A trained soprano approached me recently about adapting a famous Buddhist song, arranged for four-part voice, for a 45-person amateur choir, pianist, cello, and saxophone.
As typical of Chinese songs, it is written in jian pu, which means simplified notation. She explained that the original key of F major is too high for choir members. As there are few male singers and the melody carried by the men, some of the women have to double up.
The beauty of using simplified notation is that there is no need to transpose. The numbers correspond to the notes in that particular scale. Thus 1 represents do, 2 is re, 3 is mi, etc.
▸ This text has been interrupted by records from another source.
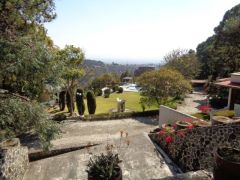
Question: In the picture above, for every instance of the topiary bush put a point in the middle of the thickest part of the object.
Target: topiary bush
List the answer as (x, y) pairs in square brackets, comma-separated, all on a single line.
[(91, 102), (120, 90), (107, 93), (18, 117), (62, 96), (98, 92), (59, 117), (69, 102), (225, 113), (115, 88), (80, 102)]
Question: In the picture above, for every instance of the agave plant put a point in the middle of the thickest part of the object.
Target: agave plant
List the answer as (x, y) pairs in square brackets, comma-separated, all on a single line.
[(104, 167)]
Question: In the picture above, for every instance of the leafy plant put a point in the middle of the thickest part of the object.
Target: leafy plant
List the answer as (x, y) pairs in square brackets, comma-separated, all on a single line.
[(107, 93), (225, 113), (120, 90), (104, 167), (91, 102), (18, 117), (80, 101), (62, 98)]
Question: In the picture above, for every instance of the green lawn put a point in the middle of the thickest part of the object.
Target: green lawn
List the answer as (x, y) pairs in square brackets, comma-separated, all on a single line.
[(105, 104)]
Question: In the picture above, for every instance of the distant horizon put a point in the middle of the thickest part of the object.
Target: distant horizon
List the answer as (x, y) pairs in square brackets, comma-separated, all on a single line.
[(136, 31)]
In the key of F, 1 is the tonic of F, 2 is G, 3 is A, etc. In the key of D, 1 is D, 2 is E, 3 is F#, etc.
As the choir members practice to a recording, it would be necessary to either transpose the recording to the new key, which can be done by such software as Audacity or record the accompanying instruments playing in the new key.
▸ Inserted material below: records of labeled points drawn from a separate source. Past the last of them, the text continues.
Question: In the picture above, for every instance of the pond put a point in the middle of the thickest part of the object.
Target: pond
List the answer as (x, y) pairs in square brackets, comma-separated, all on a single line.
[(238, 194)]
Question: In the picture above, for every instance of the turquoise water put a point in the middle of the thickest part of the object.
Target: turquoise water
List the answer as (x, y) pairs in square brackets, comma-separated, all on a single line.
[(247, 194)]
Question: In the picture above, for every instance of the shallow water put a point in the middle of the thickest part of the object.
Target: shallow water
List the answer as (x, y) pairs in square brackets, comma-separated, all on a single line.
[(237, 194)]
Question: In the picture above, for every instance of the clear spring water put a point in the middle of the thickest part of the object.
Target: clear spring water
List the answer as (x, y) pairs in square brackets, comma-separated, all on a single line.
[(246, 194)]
As for the instrumentalists who don’t read jian pu, some may be able to transpose note by note into the new key. It may be easier, however, to specify the chord progression first, e.g. I, IV, V, etc, and then label the new chords in the new key. I am curious how the pianist accompanies the choir, for the sheet music indicates only the melody lines and verse. Similarly how does the cellist figure out the bass line – by ear? It seems rather odd to have a saxophone in the mix.
Perhaps I should do some homework before attending the rehearsal next Monday in Zuilen, a borough of Utrecht in the Netherlands. Without a piano and a computer with notation software, I am limited in what I can do.